Tetracyclines are a class of antibiotics that inhibit protein synthesis by binding to the 30s ribosomal subunit of bacterial cells, keeping transcription of the bacterial genome from occurring. Tetracyclines are bacteriostatic, which means that the growth of the bacterium will be slowed. Tetracyclines are not often recommended for the treatment of "N. gonorrhoeae" because the treatment regimen requires many doses, which may affect compliance and contribute to resistance. Tetracycline is still used as treatment for this infection in developing countries because the cost for the drug is low

As with the penicillin resistance, the "penB" (porin formation) and "mtr" (efflux pump formation) mutations mediate chromosomal resistance. These adaptations will also affect the ability of the antibiotic to get into, or stay in the bacterial cell. High level resistance of "N. gonorrhoeae" to tetracyclines was first reported in 1986 with the discovering of the "tetM" determinant. The mechanism of resistance is still unknown.

Screening for VRE can be accomplished in a number of ways. For inoculating peri-rectal/anal swabs or stool specimens directly, one method uses bile esculin azide agar plates containing 6 µg/ml of vancomycin. Black colonies should be identified as an enterococcus to species level and further confirmed as vancomycin resistant by an MIC method before reporting as VRE.

Vancomycin resistance can be determined for enterococcal colonies available in pure culture by inoculating a suspension of the organism onto a commercially available brain heart infusion agar (BHIA) plate containing 6 µg/ml vancomycin. The National Committee for Clinical Laboratory Standards (NCCLS) recommends performing a vancomycin MIC test and also motility and pigment production tests to distinguish species with acquired resistance (vanA and vanB) from those with vanC intrinsic resistance.

Methicillin-resistant Staphylococcus aureus (MRSA) evolved from Methicillin-susceptible Staphylococcus aureus (MSSA) otherwise known as common "S. aureus". Many people are natural carriers of "S. aureus", without being affected in any way.

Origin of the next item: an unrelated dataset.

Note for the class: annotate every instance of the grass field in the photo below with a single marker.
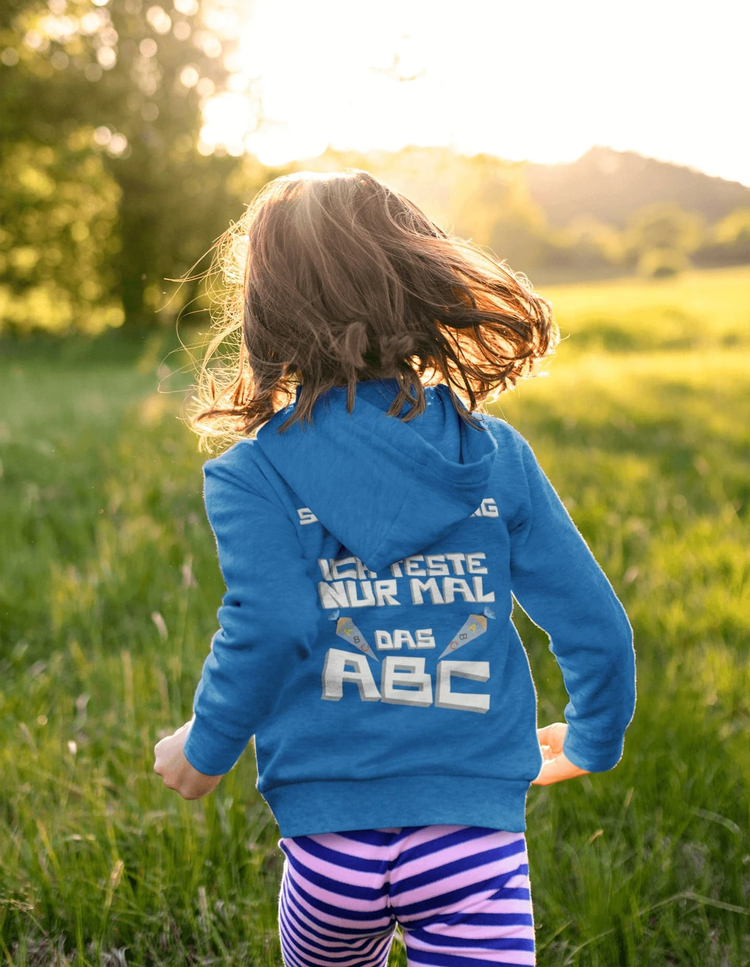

MSSA was treatable with the antibiotic methicillin until it acquired the gene for antibiotic resistance. Though genetic mapping of various strains of MRSA, scientists have found that MSSA acquired the mecA gene in the 1960s, which accounts for its pathogenicity, before this it had a predominantly commensal relationship with humans. It is theorized that when this "S. aureus" strain that had acquired the mecA gene was introduced into hospitals, it came into contact with other hospital bacteria that had already been exposed to high levels of antibiotics. When exposed to such high levels of antibiotics, the hospital bacteria suddenly found themselves in an environment that had a high level of selection for antibiotic resistance, and thus resistance to multiple antibiotics formed within these hospital populations. When "S. aureus" came into contact with these populations, the multiple genes that code for antibiotic resistance to different drugs were then acquired by MRSA, making it nearly impossible to control. It is thought that MSSA acquired the resistance gene through the horizontal gene transfer, a method in which genetic information can be passed within a generation, and spread rapidly through its own population as was illustrated in multiple studies. Horizontal gene transfer speeds the process of genetic transfer since there is no need to wait an entire generation time for gene to be passed on. Since most antibiotics do not work on MRSA, physicians have to turn to alternative methods based in Darwinian medicine. However prevention is the most preferred method of avoiding antibiotic resistance. By reducing unnecessary antibiotic use in human and animal populations, antibiotics resistance can be slowed.